Take the gas station example where some event has caused a severe shortage and only one station in a area has any fuel left. Instead of raising the price to $50 a gallon, would it not be a bit more ethical to just limit the sale to 5 gallons per person or some such figure. It accomplishes a similar goal, of keeping people from hoarding and yet still allows the poor to at least set their foot on the playing field of the rich.
Some stores do this, they limit purchases to 2 items per person. Evidently this guy was not limited since he would clean out entire shelves of sanitizer.
Well, price float is a form of rationing. You've kind of loaded your comment by saying
"raise the price to a level that only the rich can afford". I might have thrown around 10x to pick a number out the air, but it probably would not even need to be that high.
Double it (and have a big sign - "Prices DOUBLED until we get more shipments") and I bet a significant number of people would pause and think
-"wait, I have enough at home, I can wait until next week to get what I need at normal prices".
Sure, not everyone, but I'll keep up with that perfect-evil-of-good saying. It doesn't need to be everyone, it needs to be enough so we don't see bare shelves to this extent.
It's not "the rich" we have to worry so much about, they can only use so much TP. It's the larger middle class, and I think enough of them will respond to a price increase that it would not need to be so extreme. Right now there is almost zero pain to stocking up "just in case". TP isn't perishable, so you get a lot of hoarding action. Raise the pain just a little, and much of it would be curtailed, I'd expect. It's just too easy for too many.

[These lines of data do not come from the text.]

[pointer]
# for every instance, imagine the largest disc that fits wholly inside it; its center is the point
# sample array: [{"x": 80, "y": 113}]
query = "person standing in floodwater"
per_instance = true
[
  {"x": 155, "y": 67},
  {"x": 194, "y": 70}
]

Other forms of rationing may work, but many also have their share of problems (but don't need to be perfect either). For your gasoline example, maybe a combo - 5 gallon limit at 2x the $/gallon? That would still have a mitigating effect on people topping off their tank, "just in case".
But I think overall, price float pretty much works every day of the year on just about every product. Shelves are rarely empty, and stores rarely have fire sales on high end products. I think Adam Smith had a word or two to say on the subject.